The /v1/responses endpoint caches automatically too; the field is usage.input_tokens_details.cached_tokens. OpenAI’s internal testing shows cache utilization on Responses runs 40%–80% higher than Chat Completions — for multi-turn agents, prefer Native Calls.

Did It Hit? Read the usage Fields

EndpointHit field
/v1/chat/completionsusage.prompt_tokens_details.cached_tokens
/v1/responsesusage.input_tokens_details.cached_tokens
cached_tokens > 0 means you’re saving: that portion bills at 0.1×, and the remaining prompt_tokens - cached_tokens bills at full price.

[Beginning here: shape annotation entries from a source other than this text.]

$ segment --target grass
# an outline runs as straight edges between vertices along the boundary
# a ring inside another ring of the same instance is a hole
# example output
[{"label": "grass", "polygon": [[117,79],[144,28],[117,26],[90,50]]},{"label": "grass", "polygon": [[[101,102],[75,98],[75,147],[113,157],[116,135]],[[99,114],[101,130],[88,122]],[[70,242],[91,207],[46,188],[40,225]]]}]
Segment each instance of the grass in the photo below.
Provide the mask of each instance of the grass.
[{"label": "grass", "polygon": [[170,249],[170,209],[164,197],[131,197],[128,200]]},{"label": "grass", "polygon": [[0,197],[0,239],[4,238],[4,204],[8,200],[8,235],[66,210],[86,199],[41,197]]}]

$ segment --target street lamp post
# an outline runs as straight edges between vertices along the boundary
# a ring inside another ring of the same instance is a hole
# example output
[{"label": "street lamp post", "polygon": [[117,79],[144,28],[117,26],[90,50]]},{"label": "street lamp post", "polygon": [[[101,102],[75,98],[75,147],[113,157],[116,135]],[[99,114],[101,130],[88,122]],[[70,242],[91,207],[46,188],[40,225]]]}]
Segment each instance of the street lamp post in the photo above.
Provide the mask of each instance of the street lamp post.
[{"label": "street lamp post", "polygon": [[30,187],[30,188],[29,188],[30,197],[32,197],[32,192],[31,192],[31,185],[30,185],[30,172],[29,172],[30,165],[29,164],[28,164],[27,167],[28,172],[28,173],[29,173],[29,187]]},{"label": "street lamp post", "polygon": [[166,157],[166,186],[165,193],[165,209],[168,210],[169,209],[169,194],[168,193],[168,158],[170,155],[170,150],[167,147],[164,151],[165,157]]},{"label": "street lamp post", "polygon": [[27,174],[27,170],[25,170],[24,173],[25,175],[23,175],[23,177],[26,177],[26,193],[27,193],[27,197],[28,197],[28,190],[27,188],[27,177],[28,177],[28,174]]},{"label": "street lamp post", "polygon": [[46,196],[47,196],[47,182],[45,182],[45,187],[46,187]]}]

Advanced: Raising Your Hit Rate

prompt_cache_key routing

A hit requires the request to land on the same cache machine. Default prefix-hash routing usually suffices, but when many users share similar prefixes or concurrency is high, an explicit prompt_cache_key noticeably improves hit rates:
r = client.chat.completions.create(
    model="gpt-5.4",
    messages=messages,
    prompt_cache_key="user-12345"  # pin routing per user/session
)
Once a single “prefix + prompt_cache_key” combination exceeds roughly 15 requests/minute, traffic spills over to other machines and the hit rate drops. Under high concurrency, split keys per user or session — don’t share one global key.

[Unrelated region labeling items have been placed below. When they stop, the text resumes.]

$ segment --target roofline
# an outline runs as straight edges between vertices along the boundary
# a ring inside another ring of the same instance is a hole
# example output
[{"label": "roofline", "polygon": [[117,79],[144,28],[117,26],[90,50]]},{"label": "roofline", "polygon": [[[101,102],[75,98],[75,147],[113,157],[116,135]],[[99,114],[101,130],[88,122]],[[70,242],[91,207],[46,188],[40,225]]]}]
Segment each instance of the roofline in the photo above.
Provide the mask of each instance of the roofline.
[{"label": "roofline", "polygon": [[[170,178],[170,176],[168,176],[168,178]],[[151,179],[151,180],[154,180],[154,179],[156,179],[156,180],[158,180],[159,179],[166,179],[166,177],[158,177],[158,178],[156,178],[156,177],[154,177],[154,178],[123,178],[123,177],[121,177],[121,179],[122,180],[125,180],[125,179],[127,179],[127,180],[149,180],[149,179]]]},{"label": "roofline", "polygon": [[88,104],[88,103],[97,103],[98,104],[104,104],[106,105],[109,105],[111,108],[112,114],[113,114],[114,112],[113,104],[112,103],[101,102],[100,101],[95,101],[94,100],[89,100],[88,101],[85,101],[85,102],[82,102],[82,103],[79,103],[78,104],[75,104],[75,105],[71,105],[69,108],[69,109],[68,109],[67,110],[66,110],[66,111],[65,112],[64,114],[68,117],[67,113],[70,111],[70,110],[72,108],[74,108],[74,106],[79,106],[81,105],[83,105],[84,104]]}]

Engineering a stable prefix

  • Keep tool definition order and JSON serialization fixed (don’t let your serializer randomize key order)
  • Image inputs participate in prefix matching too — keep the URL / base64 and detail parameter identical when reusing
  • To vary available tools per scenario, use allowed_tools to restrict the subset instead of editing the tools list — the former doesn’t break the cache prefix

Multi-turn chats hit for free

An append-only messages array naturally satisfies prefix stability: each turn’s history is the previous turn’s full prefix. Hits happen automatically with no extra work.

Common Pitfalls

SymptomCause
cached_tokens always 0Under 1024 tokens total / dynamic content at the start of the prefix (timestamps, UUIDs, random IDs)
Intermittent hitsHigh concurrency without split prompt_cache_key / idle past retention
Hit count lower than expected128-token step truncation (normal) / dynamic content leaked into the middle of the prefix
No hits after switching modelsCaches are isolated per model — gpt-5.4 and gpt-5.4-mini don’t share
No cached_tokens when calling ClaudeOpenAI-compatible calls to Claude can’t use Claude’s cache — use Claude Native Calls

OpenAI vs. Claude Caching at a Glance

OpenAI (gpt-5 series)Claude
TriggerFully automatic, zero codeManual cache_control markers
Write feeFree1.25× (5 min) / 2× (1 hour)
Hit price0.1×0.1×
Minimum threshold1024 tokens1024–4096 tokens by model
RetentionFrom 5 min; 24h default on gpt-5.1+5 min / 1 hour (sliding renewal)
Field to watchcached_tokenscache_read_input_tokens
For the full Claude-side playbook, see the Claude Cache Billing Guide.

APIYI and Caching

The APIYI OpenAI channel supports cache hits. Requests are forwarded upstream as-is, the cached_tokens field is returned to you untouched, and the billing dashboard lists the matched portion as a separate “cache read” line item at the official 0.1× rate — no middleware-specific adaptation needed in your code.
Self-check:
  1. Build a stable prefix of at least 1024 tokens and send 2 requests back to back
  2. The 2nd response should show cached_tokens > 0
  3. In the call logs, the 2nd request’s input cost should be visibly lower than the 1st

Key Takeaways

1. Fully automatic

No markers, no write fee — caching applies automatically and the 2nd use is pure savings.

2. Long enough

At least 1024 tokens of prefix to start caching; hits count in 128-token steps.

3. Stable prefix

Stable content first, volatile content last; keep timestamps and random IDs out of the opening.

4. Watch usage

Only cached_tokens > 0 proves a hit — that portion bills at 10%.